Simmons called for the removal of all limits on access to land for exploration, maximum use of all conventional energy, and enhanced research to provide a better understanding of unconventional energy.
"A form of energy that does not presently exist," could prove the ultimate answer, Simmons said. He suggested sun energy, magma energy, and energy embedded in water as three possibilities.
"I think we're seeing the oil markets headed toward a literal brick wall," Simmons said. "We're basically about to see demand surge above supply if we have a normal winter in the Northern Hemisphere. If we don't have a mild winter, then, 'Houston, we have a problem.'"
Emerson rejected the notion that the world has reached the end of cheap oil, saying, "We're just not there yet."

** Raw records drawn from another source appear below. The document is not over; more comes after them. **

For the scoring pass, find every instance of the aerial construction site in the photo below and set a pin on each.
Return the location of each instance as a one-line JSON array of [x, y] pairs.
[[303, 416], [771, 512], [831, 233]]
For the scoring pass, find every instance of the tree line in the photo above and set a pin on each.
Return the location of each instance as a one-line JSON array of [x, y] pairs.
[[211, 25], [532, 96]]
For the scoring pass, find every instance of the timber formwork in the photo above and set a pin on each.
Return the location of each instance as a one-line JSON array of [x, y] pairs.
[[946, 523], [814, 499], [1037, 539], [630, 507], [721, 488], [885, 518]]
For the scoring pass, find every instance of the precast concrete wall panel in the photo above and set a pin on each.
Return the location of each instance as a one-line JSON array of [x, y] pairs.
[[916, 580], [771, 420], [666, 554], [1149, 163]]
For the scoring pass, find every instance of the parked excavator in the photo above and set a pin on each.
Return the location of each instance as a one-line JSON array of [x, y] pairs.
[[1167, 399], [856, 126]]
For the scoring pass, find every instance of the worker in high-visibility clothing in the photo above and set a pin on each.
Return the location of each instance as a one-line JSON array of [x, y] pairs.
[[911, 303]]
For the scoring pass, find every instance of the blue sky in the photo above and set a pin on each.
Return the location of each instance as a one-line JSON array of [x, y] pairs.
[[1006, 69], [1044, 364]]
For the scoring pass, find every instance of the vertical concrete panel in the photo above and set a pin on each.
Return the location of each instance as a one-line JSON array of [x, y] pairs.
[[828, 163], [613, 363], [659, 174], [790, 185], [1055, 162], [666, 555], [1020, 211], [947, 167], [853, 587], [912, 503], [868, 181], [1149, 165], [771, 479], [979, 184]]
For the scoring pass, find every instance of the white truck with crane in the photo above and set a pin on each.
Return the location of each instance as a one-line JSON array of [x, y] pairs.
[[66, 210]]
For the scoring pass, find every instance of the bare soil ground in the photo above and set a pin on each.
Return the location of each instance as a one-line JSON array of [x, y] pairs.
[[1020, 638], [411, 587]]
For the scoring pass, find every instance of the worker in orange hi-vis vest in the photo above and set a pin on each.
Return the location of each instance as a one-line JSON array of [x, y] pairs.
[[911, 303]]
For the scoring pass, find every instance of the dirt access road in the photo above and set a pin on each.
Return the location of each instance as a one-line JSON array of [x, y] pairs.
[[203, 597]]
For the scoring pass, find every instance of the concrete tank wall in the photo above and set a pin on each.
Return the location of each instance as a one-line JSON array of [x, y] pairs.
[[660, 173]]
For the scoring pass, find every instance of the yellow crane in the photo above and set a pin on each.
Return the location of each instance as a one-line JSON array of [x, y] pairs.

Emerson forecast oil futures prices on the New York Mercantile Exchange of $35-45/bbl in 1-2 years. She does not expect oil prices to climb much above $50/bbl during the next 5 years.
Bauquis and Simmons both refused to make price forecasts.
Bauquis said, "We are going to have a very fragile equilibrium." A repeat of recent market fundamentals could prompt another jump in oil prices, he said.
Simmons said that a cold winter could change prices significantly. He expects "extremely volatile prices."
Simmons called for refiners and suppliers to enter into long-term contacts and noted that futures markets encourage speculators who make money on price swings.
Regardless of the pricing structure, he said, oil prices will remain high because world oil production is peaking and because companies have few good drilling prospects.
"We've run out of good projects. Everybody is trying to be conservative," Simmons said. "This is not a money issue. This is a risk issue. If these companies had fantastic projects, they'd be out there."
Emerson said futures markets are important as value indicators. A solution is more apt to come from public policy designed to curb rising oil demand than from pricing reforms, she said.
"Regarding speculators, we should not see them as the enemy," Emerson said. Acknowledging that speculators can play a profound role from time to time, she said recent oil price hikes stemmed from several structural factors.
Oil prices jumped from $30/bbl in July to $50/bbl in October on NYMEX. Factors contributing to rising prices included hurricanes, attacks on Iraq's pipelines, strikes in Norway, and concerns about OAO Yukos and its tax battles with the Russian government, she said.